Cyclopentadienylindium(I), C5H5In, is an organoindium compound  containing indium in the +1 oxidation state. Commonly abbreviated to CpIn, it is a cyclopentadienyl complex with a half-sandwich structure.
It was the first (1957) low valent organoindium compound reported.

Preparation and chemistry
CpIn can be readily prepared by reacting indium(I) chloride with cyclopentadienyllithium:

InCl + CpLi → CpIn + LiCl

InCp reacts with BF3, BCl3, BBr3, BI3 and trimethylborane B(CH3)3 to form adducts, e.g.:

CpIn + BF3 → CpIn·BF3

In these adducts the bonding of the Cp ligand to the indium atom changes from η5 (π complexing) to η1 (σ bonding).

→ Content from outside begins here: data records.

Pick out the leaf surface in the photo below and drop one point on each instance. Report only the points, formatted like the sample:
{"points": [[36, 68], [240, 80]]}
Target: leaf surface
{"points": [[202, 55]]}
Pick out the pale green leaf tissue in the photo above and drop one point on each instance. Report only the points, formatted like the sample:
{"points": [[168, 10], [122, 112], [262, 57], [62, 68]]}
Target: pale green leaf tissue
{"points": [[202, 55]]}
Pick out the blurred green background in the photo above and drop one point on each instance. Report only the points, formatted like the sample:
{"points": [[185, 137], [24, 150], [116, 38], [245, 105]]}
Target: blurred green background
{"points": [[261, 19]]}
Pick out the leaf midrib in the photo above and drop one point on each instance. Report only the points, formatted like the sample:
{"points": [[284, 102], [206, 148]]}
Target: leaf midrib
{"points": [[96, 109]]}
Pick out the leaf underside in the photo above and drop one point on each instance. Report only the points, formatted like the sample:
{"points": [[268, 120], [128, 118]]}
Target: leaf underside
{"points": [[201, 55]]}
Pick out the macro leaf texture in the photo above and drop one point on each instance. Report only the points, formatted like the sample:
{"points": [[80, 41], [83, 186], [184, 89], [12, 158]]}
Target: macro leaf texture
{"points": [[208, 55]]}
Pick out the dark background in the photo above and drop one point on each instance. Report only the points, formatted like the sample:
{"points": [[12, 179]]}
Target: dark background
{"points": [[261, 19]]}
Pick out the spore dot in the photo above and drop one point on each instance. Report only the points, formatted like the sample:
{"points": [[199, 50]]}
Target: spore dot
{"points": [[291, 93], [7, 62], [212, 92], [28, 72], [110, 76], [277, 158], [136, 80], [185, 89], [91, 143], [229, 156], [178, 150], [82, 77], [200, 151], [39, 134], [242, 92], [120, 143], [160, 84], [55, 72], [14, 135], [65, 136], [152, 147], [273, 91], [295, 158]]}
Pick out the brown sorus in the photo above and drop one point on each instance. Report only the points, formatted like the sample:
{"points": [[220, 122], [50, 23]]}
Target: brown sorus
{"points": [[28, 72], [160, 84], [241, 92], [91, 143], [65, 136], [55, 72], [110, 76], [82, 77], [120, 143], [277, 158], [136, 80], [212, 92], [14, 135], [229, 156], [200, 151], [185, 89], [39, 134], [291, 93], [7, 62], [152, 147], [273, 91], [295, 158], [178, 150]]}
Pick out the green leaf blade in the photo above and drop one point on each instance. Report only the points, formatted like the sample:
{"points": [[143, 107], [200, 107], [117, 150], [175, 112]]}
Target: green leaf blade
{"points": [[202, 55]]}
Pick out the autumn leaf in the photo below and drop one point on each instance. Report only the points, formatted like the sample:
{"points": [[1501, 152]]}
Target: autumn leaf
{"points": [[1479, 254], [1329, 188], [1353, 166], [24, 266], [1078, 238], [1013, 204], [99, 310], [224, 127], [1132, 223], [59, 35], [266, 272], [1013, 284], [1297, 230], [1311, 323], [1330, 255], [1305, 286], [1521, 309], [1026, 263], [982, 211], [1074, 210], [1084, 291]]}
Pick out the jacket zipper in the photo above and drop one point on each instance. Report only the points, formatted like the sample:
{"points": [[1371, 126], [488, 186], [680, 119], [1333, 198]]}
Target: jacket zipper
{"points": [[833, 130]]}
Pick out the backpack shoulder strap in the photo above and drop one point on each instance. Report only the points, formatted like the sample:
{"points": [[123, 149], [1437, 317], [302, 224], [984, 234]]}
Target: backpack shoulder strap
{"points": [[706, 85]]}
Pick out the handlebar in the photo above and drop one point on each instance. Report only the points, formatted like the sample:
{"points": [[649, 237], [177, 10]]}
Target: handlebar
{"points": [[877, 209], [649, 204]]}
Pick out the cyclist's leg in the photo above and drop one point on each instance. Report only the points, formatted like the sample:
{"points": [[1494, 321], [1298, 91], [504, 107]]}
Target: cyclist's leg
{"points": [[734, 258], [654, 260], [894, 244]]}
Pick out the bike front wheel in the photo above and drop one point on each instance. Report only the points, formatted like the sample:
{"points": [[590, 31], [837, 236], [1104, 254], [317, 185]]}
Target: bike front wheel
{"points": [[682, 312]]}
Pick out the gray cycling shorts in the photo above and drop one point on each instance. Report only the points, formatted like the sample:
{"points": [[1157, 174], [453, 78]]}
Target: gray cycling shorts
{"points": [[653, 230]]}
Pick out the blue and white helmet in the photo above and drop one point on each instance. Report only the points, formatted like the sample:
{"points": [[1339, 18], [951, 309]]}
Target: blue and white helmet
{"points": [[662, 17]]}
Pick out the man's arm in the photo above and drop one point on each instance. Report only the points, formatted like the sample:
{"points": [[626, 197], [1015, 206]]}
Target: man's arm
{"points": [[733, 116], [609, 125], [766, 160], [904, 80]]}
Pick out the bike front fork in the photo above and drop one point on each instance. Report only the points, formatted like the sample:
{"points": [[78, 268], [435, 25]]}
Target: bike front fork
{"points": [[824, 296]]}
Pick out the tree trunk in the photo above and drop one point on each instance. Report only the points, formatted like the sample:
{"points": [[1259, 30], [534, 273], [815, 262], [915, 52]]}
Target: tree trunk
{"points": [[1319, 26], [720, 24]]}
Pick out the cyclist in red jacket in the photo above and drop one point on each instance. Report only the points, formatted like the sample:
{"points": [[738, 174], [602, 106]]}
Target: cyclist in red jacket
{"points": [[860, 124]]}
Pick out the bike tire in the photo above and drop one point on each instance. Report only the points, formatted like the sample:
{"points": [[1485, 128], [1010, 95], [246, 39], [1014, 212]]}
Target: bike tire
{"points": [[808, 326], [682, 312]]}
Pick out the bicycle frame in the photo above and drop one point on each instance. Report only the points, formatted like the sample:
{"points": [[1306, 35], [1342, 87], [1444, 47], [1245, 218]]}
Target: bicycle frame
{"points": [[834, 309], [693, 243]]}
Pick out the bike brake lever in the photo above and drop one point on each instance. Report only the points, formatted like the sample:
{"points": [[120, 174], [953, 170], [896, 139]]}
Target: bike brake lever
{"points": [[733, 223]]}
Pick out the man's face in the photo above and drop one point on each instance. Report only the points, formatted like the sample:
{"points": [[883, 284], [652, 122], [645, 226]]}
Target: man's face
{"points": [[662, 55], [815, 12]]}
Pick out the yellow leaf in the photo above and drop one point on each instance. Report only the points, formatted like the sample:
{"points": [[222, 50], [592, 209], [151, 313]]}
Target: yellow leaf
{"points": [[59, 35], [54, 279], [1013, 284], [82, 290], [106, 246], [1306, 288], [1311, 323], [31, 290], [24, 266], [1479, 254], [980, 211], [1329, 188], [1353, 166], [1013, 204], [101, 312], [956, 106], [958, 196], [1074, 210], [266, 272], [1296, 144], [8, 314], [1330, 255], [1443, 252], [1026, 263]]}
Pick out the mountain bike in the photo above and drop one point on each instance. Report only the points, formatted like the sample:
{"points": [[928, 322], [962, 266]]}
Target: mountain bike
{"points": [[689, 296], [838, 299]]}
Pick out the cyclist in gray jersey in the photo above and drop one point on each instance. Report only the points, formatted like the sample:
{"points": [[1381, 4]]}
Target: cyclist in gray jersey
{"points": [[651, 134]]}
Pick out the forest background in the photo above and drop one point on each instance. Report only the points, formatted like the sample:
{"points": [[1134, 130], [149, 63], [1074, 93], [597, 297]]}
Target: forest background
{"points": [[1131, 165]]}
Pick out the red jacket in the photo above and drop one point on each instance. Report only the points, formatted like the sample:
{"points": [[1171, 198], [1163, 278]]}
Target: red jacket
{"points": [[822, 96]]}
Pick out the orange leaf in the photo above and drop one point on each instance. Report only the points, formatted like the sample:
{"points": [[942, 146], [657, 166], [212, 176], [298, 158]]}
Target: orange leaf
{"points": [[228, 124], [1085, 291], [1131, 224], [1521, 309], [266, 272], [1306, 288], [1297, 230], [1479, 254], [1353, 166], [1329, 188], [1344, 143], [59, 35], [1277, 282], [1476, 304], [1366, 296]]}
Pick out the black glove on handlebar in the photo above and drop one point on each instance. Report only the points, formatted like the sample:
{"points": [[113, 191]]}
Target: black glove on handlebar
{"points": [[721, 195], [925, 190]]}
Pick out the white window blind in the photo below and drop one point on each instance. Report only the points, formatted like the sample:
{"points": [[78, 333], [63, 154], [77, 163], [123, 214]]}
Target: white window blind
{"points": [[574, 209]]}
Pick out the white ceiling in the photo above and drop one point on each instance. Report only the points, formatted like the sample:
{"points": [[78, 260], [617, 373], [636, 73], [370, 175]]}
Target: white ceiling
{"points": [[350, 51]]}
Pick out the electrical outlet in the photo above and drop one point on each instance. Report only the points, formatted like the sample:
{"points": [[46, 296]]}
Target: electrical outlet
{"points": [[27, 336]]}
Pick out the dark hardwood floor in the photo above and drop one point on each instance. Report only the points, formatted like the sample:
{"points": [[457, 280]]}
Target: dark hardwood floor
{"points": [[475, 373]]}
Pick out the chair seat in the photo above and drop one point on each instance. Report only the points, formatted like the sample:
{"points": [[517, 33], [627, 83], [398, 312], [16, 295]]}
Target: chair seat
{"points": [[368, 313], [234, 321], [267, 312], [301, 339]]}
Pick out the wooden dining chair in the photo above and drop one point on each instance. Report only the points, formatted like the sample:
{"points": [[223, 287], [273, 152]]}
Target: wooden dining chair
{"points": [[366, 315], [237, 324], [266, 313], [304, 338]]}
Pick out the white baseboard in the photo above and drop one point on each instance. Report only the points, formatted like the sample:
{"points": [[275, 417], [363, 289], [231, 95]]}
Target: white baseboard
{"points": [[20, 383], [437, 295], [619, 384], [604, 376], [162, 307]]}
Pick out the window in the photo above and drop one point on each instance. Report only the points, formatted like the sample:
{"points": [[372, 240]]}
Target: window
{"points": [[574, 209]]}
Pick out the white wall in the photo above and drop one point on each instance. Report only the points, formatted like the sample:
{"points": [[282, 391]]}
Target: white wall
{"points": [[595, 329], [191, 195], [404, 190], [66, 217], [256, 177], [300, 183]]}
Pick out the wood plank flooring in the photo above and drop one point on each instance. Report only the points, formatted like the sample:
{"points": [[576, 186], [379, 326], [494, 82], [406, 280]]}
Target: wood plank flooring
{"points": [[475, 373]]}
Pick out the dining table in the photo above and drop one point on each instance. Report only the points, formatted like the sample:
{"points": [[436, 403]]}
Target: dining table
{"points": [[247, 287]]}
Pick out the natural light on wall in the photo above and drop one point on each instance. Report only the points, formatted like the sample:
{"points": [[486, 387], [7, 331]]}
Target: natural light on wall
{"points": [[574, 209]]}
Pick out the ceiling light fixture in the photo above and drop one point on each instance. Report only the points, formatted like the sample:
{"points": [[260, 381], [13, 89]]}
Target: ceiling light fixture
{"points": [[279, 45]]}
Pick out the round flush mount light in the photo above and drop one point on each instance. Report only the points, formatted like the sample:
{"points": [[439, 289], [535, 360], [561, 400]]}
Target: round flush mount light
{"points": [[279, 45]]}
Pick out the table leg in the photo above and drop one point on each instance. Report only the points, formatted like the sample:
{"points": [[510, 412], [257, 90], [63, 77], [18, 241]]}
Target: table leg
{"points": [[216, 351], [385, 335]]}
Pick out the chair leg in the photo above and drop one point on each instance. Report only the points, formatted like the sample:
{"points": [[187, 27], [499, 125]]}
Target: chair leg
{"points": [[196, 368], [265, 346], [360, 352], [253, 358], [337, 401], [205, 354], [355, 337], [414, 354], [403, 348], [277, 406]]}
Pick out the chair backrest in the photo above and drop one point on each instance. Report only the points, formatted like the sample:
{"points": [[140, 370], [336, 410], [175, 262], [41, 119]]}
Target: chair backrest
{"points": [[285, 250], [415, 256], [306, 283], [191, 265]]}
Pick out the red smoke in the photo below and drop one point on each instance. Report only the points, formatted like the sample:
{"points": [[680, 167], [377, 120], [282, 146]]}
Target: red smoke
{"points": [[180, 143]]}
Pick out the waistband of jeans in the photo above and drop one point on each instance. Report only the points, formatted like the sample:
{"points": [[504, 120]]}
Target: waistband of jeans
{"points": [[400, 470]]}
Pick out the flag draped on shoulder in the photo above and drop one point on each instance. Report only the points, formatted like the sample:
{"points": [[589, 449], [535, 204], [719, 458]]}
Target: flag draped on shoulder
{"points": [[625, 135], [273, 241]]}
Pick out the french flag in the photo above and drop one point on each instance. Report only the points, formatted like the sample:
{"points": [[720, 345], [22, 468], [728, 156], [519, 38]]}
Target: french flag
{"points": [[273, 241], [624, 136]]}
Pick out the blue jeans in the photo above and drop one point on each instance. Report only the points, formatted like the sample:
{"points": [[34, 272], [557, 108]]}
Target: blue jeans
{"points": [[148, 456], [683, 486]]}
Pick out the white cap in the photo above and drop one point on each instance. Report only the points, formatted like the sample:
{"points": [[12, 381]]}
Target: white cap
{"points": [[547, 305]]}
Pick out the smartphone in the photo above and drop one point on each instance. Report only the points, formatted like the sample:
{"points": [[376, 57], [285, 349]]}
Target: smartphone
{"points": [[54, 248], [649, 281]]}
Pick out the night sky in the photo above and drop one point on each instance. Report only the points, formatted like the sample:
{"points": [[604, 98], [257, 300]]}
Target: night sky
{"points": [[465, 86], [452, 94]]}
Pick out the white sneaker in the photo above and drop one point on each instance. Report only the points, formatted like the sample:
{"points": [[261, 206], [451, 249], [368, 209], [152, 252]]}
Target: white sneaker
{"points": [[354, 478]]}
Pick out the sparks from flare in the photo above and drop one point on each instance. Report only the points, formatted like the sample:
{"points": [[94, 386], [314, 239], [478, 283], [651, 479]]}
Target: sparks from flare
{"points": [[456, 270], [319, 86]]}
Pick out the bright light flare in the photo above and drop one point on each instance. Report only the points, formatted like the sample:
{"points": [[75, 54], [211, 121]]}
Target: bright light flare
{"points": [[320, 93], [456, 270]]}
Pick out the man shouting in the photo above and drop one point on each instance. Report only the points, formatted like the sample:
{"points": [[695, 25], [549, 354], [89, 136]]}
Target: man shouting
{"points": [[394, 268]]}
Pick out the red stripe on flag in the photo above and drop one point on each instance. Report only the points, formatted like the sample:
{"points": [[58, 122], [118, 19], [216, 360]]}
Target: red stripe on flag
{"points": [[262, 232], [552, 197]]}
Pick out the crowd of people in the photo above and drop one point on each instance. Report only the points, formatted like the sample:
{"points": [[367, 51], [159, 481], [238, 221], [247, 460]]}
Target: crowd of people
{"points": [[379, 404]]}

Salts containing the InX2− anion containing indium in the +1 oxidation state have been prepared, for example:
CpIn + HCl + N(Et4)Cl → N(Et4)InCl2+ C5H6

Structure and bonding
Solid CpIn is polymeric consisting of zigzag chains of alternating indium atoms and C5H5 units. Two indium atoms interact with the opposite faces of each C5H5− ring, nearly perpendicularly to the ring plane, and two rings interact with each indium atom, forming an angle of about 128°. In the CpIn monomer present in the vapour phase the indium atom sits on the central axis of the aromatic cyclopentadienyl anion, C5H5−.

Bonding studies have shown that the aromatic ring electrons of the cyclopentadienyl anion interact with the indium 5s and 5p atomic orbitals, and that the lone pair on the indium atom is a dominant feature.